E, no entanto, a desesperança bloqueia toda a ação positiva, para todos os tipos de desenvolvimento e progresso. Portanto, certamente, estamos otimistas e esperançosos sobre nosso futuro no sentido pleno. Desesperança significa nada mais que um conforto frio. Então, eu oro para que tal esperança será firme e forte para lutar: 1) Pela transformação de nossa ignorância atual em conhecimento e progresso científico; 2) Pela transformação da nossa pobreza em uma capacidade de reivindicar o potencial tanto da riqueza da superfície quanto subterrânea de nossas terras; 3) Pela transformação da nossa experiência da opressão em liberdade – que é baseada em um equilíbrio delicado entre os nossos direitos e responsabilidades – bem como por uma cultura social e política reconhecida, em que nem dizemos amém aos tiranos nem nos tornamos déspotas com os vulneráveis; e, finalmente; 4) Por fazer dos interesses individuais subservientes a nossa felicidade coletiva.

A mensagem que você mencionou foi enviada há quatro anos. Espero que a reunião da Plataforma Abant tenha tido resultados construtivos; eu, pessoalmente, posso dizer que passos importantes foram dados desde então.
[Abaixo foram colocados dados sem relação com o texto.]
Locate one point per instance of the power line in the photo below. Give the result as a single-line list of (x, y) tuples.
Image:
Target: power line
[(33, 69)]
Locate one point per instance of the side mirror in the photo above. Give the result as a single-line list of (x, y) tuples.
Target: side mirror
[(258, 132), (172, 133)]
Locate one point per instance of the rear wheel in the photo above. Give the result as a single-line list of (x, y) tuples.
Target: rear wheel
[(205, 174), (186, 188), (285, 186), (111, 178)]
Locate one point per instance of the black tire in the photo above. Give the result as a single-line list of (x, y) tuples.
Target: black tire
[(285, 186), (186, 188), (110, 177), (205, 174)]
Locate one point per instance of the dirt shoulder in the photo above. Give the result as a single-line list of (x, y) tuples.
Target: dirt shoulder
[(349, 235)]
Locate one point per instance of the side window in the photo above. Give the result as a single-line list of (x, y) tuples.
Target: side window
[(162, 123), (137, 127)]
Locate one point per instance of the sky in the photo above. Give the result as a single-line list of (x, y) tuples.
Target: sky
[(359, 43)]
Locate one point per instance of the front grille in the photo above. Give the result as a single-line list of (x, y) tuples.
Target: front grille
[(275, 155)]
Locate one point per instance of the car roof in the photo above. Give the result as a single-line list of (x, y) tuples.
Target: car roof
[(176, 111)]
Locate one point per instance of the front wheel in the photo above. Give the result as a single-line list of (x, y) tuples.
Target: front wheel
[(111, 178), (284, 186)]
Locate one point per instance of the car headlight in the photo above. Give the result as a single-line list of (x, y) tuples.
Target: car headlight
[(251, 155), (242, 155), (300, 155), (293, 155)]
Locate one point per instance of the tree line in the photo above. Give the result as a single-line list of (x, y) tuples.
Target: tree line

Embora muitas coisas ainda estejam por fazer, circunstâncias históricas, se Deus quiser, mostram que iremos desenvolver fraternidade e relações de vizinhança na região. Tanto quanto eu posso perceber, os centros de educação, o ativismo da mídia e as iniciativas acadêmicas/intelectuais no Curdistão iraquiano levarão nossas relações a um novo estágio. Na realização desta (parceria estreita), muitos deveres significativos recaem sobre os ombros dos centros de educação, dos homens de negócios e, especialmente, dos meios de comunicação.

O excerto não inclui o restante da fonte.